Yes, some cartoons are for kids – and they’re big business.
Any self-respecting comic fan would scoff at the idea that comics are no longer just for children. But any self-respecting comic fan has to admit that there are some great kids comics – especially now.
Before leaving San Diego this week, I signed with my fourth grade teacher in Philadelphia, Lucy Strother, whose students only liked comics. “We love comic books and graphic novels in the library because children are so obsessed with comics and graphic novels that it’s always empty,” she said.
Graphic novels are an important way for children to get used to reading longer chapter books and more mature ideas, says Strother. And for her students, there is a writer who is supreme. “The queen of my classroom is Raina Telgemeier.”
“My name means queen,” said teljemer, laughing. She’s now at Comic-Con, and she’s meeting young readers. Her latest graphic novel, “ghost,” is a tender and lovely story for middle-aged readers, about a girl who is the same as her sister’s illness.
“Comics are good for many different types of readers,” she says. “Children who have never finished a book before can get a graphic novel, complete it in an hour, feel empowered, and have never had that experience before, and they’ve done something.

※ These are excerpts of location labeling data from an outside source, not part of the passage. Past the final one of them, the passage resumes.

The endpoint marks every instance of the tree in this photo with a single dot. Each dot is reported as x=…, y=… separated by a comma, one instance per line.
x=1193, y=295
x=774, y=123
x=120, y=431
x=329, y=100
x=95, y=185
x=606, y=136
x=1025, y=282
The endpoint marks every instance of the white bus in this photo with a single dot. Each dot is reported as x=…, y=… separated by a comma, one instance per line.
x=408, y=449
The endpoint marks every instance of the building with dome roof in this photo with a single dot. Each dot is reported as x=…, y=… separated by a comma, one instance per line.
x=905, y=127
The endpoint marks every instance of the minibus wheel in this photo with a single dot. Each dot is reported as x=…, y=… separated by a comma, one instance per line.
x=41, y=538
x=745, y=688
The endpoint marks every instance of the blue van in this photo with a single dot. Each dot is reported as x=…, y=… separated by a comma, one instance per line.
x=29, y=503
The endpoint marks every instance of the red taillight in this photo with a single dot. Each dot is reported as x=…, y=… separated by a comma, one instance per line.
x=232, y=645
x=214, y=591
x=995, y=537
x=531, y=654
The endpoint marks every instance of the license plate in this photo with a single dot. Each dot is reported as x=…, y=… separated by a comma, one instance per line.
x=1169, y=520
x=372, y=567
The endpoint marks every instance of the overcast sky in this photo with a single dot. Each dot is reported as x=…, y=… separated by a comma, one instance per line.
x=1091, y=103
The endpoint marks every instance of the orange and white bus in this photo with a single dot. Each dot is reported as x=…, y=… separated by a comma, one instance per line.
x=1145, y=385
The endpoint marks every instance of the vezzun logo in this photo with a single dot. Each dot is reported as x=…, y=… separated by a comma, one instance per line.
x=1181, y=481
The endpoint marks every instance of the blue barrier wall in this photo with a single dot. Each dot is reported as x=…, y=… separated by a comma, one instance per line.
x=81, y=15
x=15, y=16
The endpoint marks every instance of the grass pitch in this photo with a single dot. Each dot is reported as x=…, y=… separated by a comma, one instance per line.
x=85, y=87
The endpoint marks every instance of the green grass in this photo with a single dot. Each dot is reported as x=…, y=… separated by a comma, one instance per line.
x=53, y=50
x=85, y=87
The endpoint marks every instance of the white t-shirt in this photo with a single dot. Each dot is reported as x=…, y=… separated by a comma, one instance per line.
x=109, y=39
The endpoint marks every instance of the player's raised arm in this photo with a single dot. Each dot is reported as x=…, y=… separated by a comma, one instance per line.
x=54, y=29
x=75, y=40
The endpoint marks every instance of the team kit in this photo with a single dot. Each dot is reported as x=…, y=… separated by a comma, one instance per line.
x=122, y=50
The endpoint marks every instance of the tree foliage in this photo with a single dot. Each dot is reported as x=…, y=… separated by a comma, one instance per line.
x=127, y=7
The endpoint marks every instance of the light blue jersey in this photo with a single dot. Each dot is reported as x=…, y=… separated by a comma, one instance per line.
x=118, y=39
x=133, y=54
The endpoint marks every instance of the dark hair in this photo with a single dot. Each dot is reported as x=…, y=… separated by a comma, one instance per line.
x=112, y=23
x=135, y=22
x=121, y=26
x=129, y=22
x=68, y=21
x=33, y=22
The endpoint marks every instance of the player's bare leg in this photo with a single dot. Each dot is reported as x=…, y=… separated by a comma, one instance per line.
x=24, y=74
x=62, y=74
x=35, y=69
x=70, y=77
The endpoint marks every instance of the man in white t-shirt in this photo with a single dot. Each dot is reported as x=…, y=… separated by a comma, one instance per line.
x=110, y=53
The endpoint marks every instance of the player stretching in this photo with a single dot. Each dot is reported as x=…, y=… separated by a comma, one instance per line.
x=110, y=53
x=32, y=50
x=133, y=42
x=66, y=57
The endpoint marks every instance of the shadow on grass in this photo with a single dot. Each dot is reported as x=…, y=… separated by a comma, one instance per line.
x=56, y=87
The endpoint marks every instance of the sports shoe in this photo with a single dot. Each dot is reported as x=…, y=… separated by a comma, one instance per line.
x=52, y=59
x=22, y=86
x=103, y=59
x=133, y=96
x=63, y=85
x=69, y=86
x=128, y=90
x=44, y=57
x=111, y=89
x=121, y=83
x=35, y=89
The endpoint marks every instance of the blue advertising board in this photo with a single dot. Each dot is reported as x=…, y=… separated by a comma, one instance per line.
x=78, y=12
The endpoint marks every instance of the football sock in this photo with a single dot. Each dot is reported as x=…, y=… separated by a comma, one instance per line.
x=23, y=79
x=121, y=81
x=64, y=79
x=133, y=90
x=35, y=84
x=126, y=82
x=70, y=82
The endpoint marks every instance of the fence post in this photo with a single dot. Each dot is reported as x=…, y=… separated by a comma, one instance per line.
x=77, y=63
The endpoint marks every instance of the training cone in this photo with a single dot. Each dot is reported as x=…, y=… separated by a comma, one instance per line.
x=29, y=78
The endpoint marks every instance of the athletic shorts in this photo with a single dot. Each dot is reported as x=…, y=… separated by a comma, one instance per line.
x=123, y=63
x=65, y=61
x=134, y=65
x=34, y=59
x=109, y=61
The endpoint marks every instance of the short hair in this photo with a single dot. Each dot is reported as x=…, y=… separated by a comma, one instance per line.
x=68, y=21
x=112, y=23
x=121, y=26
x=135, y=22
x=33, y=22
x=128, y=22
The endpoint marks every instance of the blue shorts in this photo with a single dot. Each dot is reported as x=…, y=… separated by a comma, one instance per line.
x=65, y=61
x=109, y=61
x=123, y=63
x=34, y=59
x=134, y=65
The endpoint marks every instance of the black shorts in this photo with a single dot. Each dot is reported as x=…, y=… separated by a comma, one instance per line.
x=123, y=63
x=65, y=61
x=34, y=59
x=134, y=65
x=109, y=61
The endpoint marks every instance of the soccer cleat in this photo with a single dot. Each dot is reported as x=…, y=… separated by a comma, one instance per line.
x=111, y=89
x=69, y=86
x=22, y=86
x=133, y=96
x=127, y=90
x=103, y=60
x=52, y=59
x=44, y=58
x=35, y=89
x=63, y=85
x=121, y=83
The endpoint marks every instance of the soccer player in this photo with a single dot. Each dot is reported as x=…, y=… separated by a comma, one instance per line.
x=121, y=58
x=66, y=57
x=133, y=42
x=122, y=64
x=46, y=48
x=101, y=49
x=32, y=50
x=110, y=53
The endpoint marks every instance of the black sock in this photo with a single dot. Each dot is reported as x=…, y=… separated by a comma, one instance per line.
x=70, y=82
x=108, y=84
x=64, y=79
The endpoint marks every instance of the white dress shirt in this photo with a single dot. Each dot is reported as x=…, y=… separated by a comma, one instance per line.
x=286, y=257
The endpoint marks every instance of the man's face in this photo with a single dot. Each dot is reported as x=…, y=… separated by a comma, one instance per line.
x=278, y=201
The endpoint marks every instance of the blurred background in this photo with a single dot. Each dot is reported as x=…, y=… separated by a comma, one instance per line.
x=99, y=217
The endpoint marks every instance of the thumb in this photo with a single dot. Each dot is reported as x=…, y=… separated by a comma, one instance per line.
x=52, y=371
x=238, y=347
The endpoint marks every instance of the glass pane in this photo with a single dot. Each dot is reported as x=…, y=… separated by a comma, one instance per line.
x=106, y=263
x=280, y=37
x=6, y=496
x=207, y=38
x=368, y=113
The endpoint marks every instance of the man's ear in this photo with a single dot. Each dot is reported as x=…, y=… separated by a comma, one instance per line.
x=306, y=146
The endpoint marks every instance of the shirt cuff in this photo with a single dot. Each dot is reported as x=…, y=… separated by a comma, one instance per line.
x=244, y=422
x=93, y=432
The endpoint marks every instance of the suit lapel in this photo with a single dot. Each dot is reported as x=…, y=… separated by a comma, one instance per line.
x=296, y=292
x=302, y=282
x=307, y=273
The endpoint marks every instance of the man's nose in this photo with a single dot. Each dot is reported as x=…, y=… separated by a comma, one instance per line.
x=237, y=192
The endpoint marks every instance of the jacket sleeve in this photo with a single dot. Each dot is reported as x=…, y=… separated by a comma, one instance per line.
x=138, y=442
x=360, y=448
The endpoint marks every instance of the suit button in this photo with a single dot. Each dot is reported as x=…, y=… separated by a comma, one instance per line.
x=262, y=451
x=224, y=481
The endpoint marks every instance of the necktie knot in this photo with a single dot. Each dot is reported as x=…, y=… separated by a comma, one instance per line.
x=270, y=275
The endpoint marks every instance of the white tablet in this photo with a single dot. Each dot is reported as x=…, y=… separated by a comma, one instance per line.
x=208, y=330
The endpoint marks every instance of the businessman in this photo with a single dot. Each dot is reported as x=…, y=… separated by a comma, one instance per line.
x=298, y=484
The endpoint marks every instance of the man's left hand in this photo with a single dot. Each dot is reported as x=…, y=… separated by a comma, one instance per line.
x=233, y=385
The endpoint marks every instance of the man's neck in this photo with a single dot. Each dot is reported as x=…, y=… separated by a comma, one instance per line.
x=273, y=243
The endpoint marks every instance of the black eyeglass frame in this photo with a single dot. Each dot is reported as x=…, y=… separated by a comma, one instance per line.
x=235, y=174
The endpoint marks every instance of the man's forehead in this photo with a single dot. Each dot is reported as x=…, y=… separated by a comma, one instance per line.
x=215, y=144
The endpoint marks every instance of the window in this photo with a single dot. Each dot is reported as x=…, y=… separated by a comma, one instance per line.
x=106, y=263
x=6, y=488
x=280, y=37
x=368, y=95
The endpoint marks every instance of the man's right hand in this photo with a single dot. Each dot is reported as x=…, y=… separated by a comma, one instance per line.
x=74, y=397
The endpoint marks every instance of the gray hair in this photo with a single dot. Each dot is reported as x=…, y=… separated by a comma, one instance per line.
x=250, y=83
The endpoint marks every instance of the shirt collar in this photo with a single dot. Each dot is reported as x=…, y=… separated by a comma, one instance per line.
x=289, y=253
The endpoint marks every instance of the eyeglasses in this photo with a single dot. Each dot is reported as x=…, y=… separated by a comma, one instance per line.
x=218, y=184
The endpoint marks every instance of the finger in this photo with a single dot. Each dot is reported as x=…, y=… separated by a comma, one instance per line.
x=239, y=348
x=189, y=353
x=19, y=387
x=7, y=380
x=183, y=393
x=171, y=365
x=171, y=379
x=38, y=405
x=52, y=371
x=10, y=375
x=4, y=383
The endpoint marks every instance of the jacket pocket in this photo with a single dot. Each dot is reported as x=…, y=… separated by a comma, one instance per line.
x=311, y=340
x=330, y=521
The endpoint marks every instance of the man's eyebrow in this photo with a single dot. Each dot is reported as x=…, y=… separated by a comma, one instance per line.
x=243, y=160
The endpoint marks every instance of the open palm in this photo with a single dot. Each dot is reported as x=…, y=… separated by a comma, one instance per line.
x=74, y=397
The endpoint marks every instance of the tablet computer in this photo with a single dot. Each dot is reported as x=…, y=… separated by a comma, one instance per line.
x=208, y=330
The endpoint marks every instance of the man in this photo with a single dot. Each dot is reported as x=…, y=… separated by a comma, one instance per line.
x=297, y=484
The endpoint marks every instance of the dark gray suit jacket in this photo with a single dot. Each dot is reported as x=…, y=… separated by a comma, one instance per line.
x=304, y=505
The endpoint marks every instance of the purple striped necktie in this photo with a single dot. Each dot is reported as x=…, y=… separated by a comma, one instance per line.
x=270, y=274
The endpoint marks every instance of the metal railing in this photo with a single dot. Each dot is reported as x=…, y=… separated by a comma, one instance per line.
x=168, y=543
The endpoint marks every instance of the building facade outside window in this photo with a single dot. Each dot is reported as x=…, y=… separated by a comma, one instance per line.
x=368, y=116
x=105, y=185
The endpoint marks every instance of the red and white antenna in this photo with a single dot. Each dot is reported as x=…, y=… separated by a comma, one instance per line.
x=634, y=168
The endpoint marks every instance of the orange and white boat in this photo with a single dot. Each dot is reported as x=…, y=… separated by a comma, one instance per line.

Telgemeier says she has drawn cartoons for former children, more people than newspaper strips, and DC and Marvel’s superhero comics. At first, she had to publish it herself. “When I started publishing, the top five book publishers weren’t really on the list,” she says. “My job doesn’t fit anywhere. I don’t know what I’m going to do.”
But, although there are no big publishers, Telgemeier says children still need their comic books. She remembers voracious young readers reading the crowded aisles of large chains of Japanese imported comics. She eventually found a home in Scholastic, one of the first major publishers to have a place in graphic novels. Now, children’s cartoons are big business.
Mark Siegel is the editor and creative director of the first book of macmillan’s graphic novels. The first booth is bustling with books for young readers – some of the youngest.
“Some of them are silent, I have a is almost silent Ben hart’s small robot, and then we began from the first second time early a click is by Sara Varon Ro bot Dreams, this is a story of a silent dog and robots”.
Siegel says business is booming. “We have just jumped from 23 young champions to 40 young champions, and so far we have not reached the limits of this market.
It is made up of shea, yancerabat, monica Kubina and the wellan river.
For kids who like superhero comics, big guys are listening. Jim Lee is the publisher of DC Entertainment; Their SuperHero series of graphic novels had girls is a huge, unexpected blow. “It gives us confidence and a foundation to be fundamentally a young reader,” he said.
‘this will require some significant changes in the business of the DC,’ Mr. Lee said. The company is trying to attract more diverse writers to create books around DC characters. Instead of focusing on selling a single problem to a comic book store, they had to start thinking about showing the books to the children. It’s a big business. “For almost 20 years in Washington, I’ve never seen a company as busy as it was last year.”
And I’ve never seen a lot of kids this year – especially little girls – in animation companies. Nine-year-old Kayla Miller is with her family. She dressed up as a video game character, but she said she liked reading: “chapter books, graphic novels, Japanese manga,” and her favorite was spiderman. She likes the multiverse and the story.
So let’s take a break – some cartoons are for kids. Just not everyone.